Ansible playbook-based tools for deploying Slurm and Kubernetes clusters for High Performance Computing, Machine Learning, Deep Learning, and High-Performance Data Analytics

This project is maintained by dellhpc

Configuring Ethernet Switches

Note:

  • Edit the ethernet_tor_vars.yml file for all S3* and S4* PowerSwitches such as S3048-ON, S4048T-ON, S4112F-ON, S4048-ON, S4048T-ON, S4112F-ON, S4112T-ON, and S4128F-ON.
  • Edit the ethernet_vars.yml file for Dell PowerSwitch S5232F-ON and all other PowerSwitches except S3* and S4* switches.
  • When initializing a factory reset switch, the user needs to ensure DHCP is enabled and an IPv6 address is not assigned. Omnia will assign an IP address to the switch using DHCP with all other configurations.
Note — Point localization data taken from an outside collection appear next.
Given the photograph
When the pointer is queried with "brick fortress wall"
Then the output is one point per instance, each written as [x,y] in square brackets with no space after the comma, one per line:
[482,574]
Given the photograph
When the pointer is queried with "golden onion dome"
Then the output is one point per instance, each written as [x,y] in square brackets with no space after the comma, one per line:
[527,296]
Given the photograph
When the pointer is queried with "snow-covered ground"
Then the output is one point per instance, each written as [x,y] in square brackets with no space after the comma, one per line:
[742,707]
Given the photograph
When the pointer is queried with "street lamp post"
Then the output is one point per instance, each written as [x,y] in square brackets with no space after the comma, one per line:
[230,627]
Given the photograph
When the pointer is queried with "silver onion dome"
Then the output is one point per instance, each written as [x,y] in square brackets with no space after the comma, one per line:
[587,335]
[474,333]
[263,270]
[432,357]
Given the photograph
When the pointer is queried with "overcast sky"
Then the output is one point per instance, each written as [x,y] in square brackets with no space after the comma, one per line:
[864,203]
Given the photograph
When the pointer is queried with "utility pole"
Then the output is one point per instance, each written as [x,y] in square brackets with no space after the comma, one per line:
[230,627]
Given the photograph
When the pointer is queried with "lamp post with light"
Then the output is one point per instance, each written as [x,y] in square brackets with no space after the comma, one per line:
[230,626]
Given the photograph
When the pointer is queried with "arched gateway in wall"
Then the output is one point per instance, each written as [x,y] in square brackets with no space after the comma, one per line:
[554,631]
Run ethernet_template via CLI

  1. Verify that /opt/omnia/ethernet_inventory is created and updated with all ethernet switch IP details. This is done automatically when control_plane.yml is run. If it’s not updated, run ansible-playbook collect_device_info.yml (dedicated NIC) or ansible-playbook collect_node_info.yml (LOM NIC) from the control_plane directory.
  2. Run ansible-playbook ethernet.yml -i /opt/omnia/ethernet_inventory

Run ethernet_template via AWX UI

  1. Run kubectl get svc -n awx.
  2. Copy the Cluster-IP address of the awx-ui.
  3. To retrieve the AWX UI password, run kubectl get secret awx-admin-password -n awx -o jsonpath="{.data.password}" | base64 --decode.
  4. Open the default web browser on the control plane and enter http://<IP>:8052, where IP is the awx-ui IP address and 8052 is the awx-ui port number. Log in to the AWX UI using the username as admin and the retrieved password.
  5. Under RESOURCES -> Templates, launch the ethernet_template.